Each of these rights must be supported by appropriate procedures within RABET that allow the required action to be taken within the timescales stated in the NDMO regulations.

These timescales are shown in Table 1:

DATA SUBJECT REQUEST	TIMESCALE
The right to be informed	When data is collected (if supplied by data subject) or within one month (if not supplied by data subject)
The right of access	One month
The right to rectification	One month
The right to erasure	Without undue delay
The right to restrict processing	Without undue delay
The right to data portability	One month
The right to object	On receipt of objection
Rights in relation to automated decision making and profiling.	Not specified

Table 1: Timescales for data subject requests

3.5 Consent

Unless it is necessary for a reason allowable in the NDMO regulation, explicit consent must be obtained from a data subject to collect and process their data.

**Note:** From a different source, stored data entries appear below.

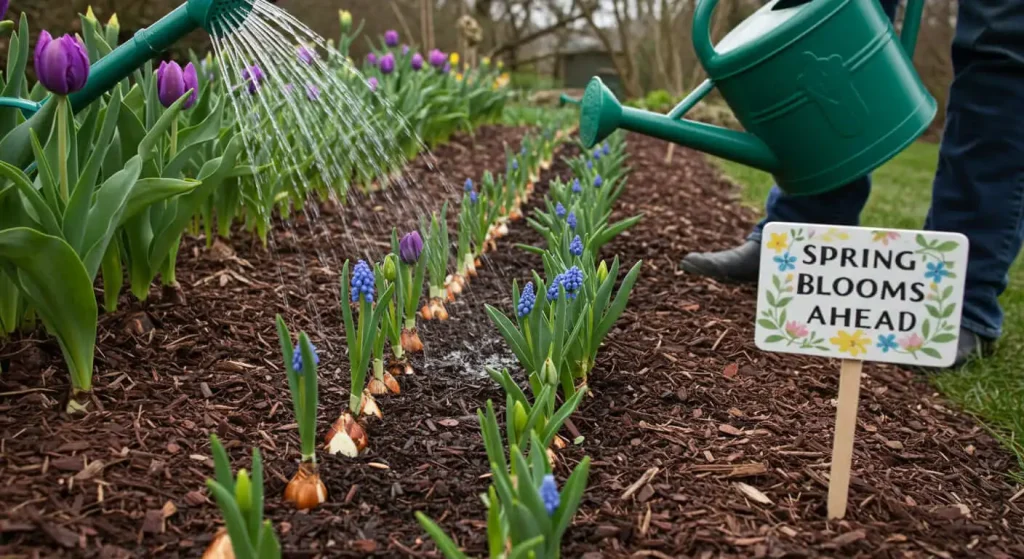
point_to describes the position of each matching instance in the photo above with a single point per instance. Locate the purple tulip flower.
(437, 58)
(387, 63)
(411, 247)
(172, 83)
(61, 65)
(254, 76)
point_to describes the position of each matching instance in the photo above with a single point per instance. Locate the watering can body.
(824, 89)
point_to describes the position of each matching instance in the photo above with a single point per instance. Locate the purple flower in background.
(526, 300)
(576, 247)
(307, 55)
(549, 493)
(61, 65)
(411, 247)
(255, 76)
(387, 63)
(437, 58)
(363, 282)
(172, 83)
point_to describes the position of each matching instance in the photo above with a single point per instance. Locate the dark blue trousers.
(978, 188)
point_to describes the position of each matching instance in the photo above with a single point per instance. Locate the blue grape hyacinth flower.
(297, 358)
(549, 493)
(526, 300)
(576, 247)
(363, 282)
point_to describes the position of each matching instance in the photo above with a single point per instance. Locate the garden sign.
(859, 294)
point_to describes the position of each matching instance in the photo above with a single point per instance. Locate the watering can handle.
(710, 57)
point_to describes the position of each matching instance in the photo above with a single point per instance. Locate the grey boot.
(739, 264)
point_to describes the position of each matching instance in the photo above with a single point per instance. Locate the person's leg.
(840, 207)
(979, 184)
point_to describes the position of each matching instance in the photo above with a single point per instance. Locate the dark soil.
(684, 406)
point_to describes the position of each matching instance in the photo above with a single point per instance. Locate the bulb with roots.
(346, 436)
(220, 547)
(385, 385)
(399, 367)
(306, 489)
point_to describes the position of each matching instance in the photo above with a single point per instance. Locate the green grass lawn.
(992, 389)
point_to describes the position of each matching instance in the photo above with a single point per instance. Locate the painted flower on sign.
(854, 344)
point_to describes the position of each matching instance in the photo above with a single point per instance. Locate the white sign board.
(858, 293)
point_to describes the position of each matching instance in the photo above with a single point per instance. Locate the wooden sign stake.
(846, 425)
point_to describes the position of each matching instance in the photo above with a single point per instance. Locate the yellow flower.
(778, 242)
(854, 344)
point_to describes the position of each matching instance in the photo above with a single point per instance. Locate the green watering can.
(823, 88)
(215, 16)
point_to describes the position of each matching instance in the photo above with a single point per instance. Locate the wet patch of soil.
(701, 445)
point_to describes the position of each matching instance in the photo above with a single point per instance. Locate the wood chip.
(753, 492)
(646, 477)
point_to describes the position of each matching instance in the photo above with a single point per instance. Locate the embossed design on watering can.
(829, 86)
(822, 88)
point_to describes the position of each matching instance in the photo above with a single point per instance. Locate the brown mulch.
(721, 450)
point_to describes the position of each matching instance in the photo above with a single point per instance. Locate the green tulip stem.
(62, 145)
(174, 138)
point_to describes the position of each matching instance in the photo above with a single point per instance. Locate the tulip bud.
(519, 417)
(390, 267)
(549, 375)
(243, 491)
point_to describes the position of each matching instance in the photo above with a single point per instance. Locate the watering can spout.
(601, 114)
(217, 17)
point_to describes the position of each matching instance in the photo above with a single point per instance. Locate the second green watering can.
(824, 89)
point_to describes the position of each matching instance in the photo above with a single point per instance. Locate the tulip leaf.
(52, 278)
(43, 215)
(233, 520)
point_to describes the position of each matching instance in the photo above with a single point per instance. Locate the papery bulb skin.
(306, 489)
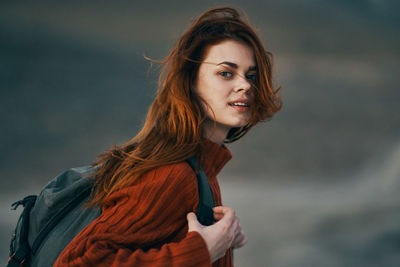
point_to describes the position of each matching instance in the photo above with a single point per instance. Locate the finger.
(242, 240)
(227, 213)
(193, 223)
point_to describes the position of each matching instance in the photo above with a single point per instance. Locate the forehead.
(231, 51)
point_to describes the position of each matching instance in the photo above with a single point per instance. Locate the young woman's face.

Transparent information about RABET’s usage of personal data must be provided to Data Subjects at the time that consent is obtained and their rights regarding their data explained, such as the right to withdraw consent. This information must be provided in an accessible form, written in clear language and free of charge.

If the personal data are not obtained directly from the Data Subject, then this information must be provided within a reasonable period after the data are obtained and within one month.

3.6 Privacy by design

RABET has adopted the principle of privacy by design and will ensure that the definition and planning of all new or significantly changed systems that collect, or process Personal Data will be subject to due consideration of privacy issues, including the completion of one or more privacy impact assessments.

The impact assessment process shall be initiated with the mindset of the ‘Open by Default’ principle unless its nature or sensitivity requires higher level of classification or protection.

The impact assessment process of the potential damages that could arise from:

• The disclosure of or the unauthorized access to such data,
• And/or unauthorized amendment or destruction of such data,
• And/or lack of access to such data in a timely manner.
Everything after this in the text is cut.